As working in Delphi 10.2 on my laptop computer (with 8 GB memory) is painful, I've taken the step of ordering a new desktop computer - this will have 16 GB memory, a much faster processor, a 1 TB disc and a larger screen. To think that my first ever computer had 512 KB memory and that adding a further 128 KB was considered a huge win! This new computer is due to be delivered later today.
In the mean time, I decided to convert one of the OP's programs that she's been having problems with recently. This program has "only" 15 tables, two of which are not being used any more (for licensing purposes) and a few have only integer fields. It's the tables with the character data - like the People table - that cause all the problems in converting data. Last night, I created the new database using 'SQL Manager Lite'; I defined the default character set for the database as UTF8, as necessary for Unicode. I defined all the tables using the DDL data, modifying this only when there were character fields.

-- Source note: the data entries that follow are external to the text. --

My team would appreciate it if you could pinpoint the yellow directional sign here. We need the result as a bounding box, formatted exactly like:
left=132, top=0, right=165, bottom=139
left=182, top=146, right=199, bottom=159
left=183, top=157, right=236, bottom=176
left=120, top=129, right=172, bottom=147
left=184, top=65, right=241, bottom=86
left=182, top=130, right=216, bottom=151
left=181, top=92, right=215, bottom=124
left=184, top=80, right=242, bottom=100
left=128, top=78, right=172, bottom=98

Today I started work on the conversion tool. Some time ago, I worked on a similar tool for converting the Manager database - this has slightly over 100 tables, many of which contain character data; I wrote code that converted about half of the tables. The first table that I worked on this morning had only integer fields so that wasn't a problem, but the second had a character field, and this is where the problems began.
Simply reading from one database and saving to another is not good enough when the data has to be changed. I tried various methods, such as reading the old data by means of a conversion to AnsiString then trying to convert it to utf8 via the AnsiToUtf8 function but this didn't work either. I wasn't even sure that the field in the new database was defined as utf8 because the 'column character set' was empty.
After lengthy consultation with CoPilot, I ended up using the following obscure to read the old data then save it as unicode.
for i:= 8 to 15 do begin raw:= qGetPeople.fields[i].AsBytes; s:= TEncoding.GetEncoding(1255).GetString(raw); utf8:= TEncoding.Utf8.getbytes (s); p:= qInsPeople.Params[i]; if Length(utf8) > 0 then p.SetBlobData(@utf8[0], Length(utf8)) else p.Clear; end;
CoPilot tells me that there's a bug in the database driver and there might be one in the SQL manager as well, so using a very low level method of writing the data as a blob should overcome these bugs. CP also gave me the code for checking the character set of the appropriate fields; I discovered that fortunately they are defined as UTF8. When I look at the character fields in the Unicode database, they are in Hebrew and not some form of gibberish.
Today I'll finish converting the entire database (fortunately not too large) then tomorrow I'll start on converting the program itself. Who knows what problems await me.